Now that President Clinton has submitted a budget proposal to Congress, a key question in the upcoming fiscal minuet is what to do about Medicare.
The nation's health-care program for the elderly is losing money fast. Its trustees estimate that Medicare's hospital insurance trust fund will run out of cash in 2001.
And that's just the short-term problem. Longer term, the program faces serious difficulties due to demographics. In 1995, there were 3.9 taxpayers for every Medicare beneficiary. By 2030, after millions of baby boomers have retired, there will only be 2.2 taxpayers for each Medicare beneficiary.
The task of fixing the program is complicated by bitter feelings left over from the fall election campaign, when President Clinton and Democrats hammered Republicans, claiming GOP Medicare-reform proposals would threaten the elderly's benefits. Republicans, keenly aware that Medicare's 38 million beneficiaries vote in large numbers, aren't about to get too far out in front again. So while a short-term fix will be negotiated, a long-term overhaul may have to be crafted by a bipartisan commission.
"The election's over. We've got a job to do now," says Rep. Bill Archer (R) of Texas, chairman of the House Ways and Means Committee. "And we cannot let this Congress go by without fixing Medicare at least for 10 years."
The president proposes cutting the program's projected growth by $138 billion over six years. Part of the savings would come by transferring home-health-care benefits from the hospital fund (Part A), which is funded by payroll taxes, to the physician insurance fund (Part B), which is paid out of general revenues. The rest would come from lowering payments to health-care providers.
The president increased his proposed cuts over his 1995 offer, which suggested trimming Medicare growth by $116 billion, compared with the $158 billion the Republicans were advocating. Mr. Clinton said in January his main goals were to "balance the budget, meet the Republicans halfway, and put 10 years on the life of the trust fund without a premium increase."
While Republicans welcome the president's increased flexibility, they oppose moving home health care from the hospital fund, especially since it would draw on general revenues with no way to fund the shift. "If the whole home-health-care program is moved from one trust fund to the other - which has a draw on the general Treasury - that's a shell game and not really addressing the serious problems," says Senate majority leader Trent Lott.
Republicans are also concerned about the effect of further squeezing providers, whose payments have been cut before. "I want to make sure we think through what the real impact of that sort of thing is going to be on health-care delivery, quality of delivery, and cost to the beneficiaries," Senator Lott says.
Nor is it clear that Clinton's proposed savings will be enough.

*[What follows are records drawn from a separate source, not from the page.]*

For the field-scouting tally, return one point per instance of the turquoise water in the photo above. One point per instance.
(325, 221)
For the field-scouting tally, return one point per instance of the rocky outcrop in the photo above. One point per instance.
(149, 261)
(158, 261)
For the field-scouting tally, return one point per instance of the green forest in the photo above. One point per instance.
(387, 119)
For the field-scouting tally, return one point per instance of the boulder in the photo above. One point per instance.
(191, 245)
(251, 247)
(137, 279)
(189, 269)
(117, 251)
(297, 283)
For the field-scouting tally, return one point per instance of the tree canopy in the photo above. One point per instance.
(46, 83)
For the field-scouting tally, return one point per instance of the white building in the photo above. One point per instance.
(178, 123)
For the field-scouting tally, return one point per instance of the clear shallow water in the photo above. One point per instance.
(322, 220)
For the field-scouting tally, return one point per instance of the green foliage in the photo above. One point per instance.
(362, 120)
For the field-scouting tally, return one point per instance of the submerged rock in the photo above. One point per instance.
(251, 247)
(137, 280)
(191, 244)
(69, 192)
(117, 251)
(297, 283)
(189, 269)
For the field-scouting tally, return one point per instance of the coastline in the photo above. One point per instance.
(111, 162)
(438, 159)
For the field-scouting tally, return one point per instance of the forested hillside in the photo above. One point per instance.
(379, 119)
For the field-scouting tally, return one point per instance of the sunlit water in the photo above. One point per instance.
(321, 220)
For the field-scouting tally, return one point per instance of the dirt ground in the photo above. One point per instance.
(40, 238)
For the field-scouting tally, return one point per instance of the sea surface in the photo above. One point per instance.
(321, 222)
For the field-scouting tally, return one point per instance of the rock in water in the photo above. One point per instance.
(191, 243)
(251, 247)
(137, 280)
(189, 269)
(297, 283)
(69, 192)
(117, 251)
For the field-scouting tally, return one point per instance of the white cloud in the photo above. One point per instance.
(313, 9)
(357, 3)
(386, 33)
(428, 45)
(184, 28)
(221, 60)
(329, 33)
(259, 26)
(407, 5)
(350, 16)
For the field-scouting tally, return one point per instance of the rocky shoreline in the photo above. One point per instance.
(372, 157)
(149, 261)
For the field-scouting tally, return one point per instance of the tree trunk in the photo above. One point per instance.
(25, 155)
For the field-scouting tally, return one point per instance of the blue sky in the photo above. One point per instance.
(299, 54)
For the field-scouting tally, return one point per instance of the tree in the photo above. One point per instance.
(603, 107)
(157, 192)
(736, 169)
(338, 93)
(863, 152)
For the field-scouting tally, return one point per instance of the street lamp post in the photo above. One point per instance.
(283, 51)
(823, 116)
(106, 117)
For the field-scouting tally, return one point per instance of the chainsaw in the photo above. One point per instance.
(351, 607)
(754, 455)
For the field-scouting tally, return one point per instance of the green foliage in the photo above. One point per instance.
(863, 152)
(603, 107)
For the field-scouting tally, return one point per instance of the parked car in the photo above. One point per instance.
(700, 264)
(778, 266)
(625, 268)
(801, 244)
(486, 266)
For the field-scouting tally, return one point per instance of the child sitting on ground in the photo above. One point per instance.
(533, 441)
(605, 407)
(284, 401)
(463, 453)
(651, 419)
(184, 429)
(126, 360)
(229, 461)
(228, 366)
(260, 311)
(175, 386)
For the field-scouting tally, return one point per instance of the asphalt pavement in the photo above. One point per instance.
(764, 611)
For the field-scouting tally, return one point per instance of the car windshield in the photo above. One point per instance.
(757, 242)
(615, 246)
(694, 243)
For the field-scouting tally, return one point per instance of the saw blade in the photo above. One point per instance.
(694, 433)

The Congressional Budget Office says the program's growth must be cut from 8.6 percent to 3.4 percent if Medicare is to be solvent at the end of 10 years. Senate Budget Committee chairman Pete Domenici of New Mexico says Republicans will push to save between $170 billion and $190 billion.
Almost everyone agrees that wealthier beneficiaries will have to pay more for their Part B premiums (those for the physician insurance fund). But neither the White House nor congressional Republicans want to be the first to propose that.
Republicans and some Democrats would like to recreate Medicare as a system similar to that offered to federal employees. Under a bill sponsored by Sen. Judd Gregg (R) of New Hampshire, Medicare recipients could choose private-plan coverage options or remain in the traditional program. Among the choices would be HMOs (health maintenance organizations), preferred-provider organizations, fee-for-service plans, or physician-hospital organizations, which could not charge more than traditional Medicare for the same benefits. If the plan is less expensive than traditional Medicare, the beneficiary would get 75 percent of the difference, with 25 percent going to the hospital trust fund.
"Real Medicare reform will not occur by hitting a short-term target for savings, but in transforming the dynamics of Medicare payments in a way that introduces greater cost discipline and efficiency," Senator Gregg says.
In the end, however, Congress may have to hand over long-term reform to others. "I think all of us have pretty much agreed that we need a bipartisan commission who will come back and make recommendations," Representative Archer says.
Meanwhile, GOP leaders are keeping a wary eye out. "I'm going to watch things very closely," Lott says. "If it's going to be demagogued, if it's going to be totally politicized, then that will affect what we do and how we do it."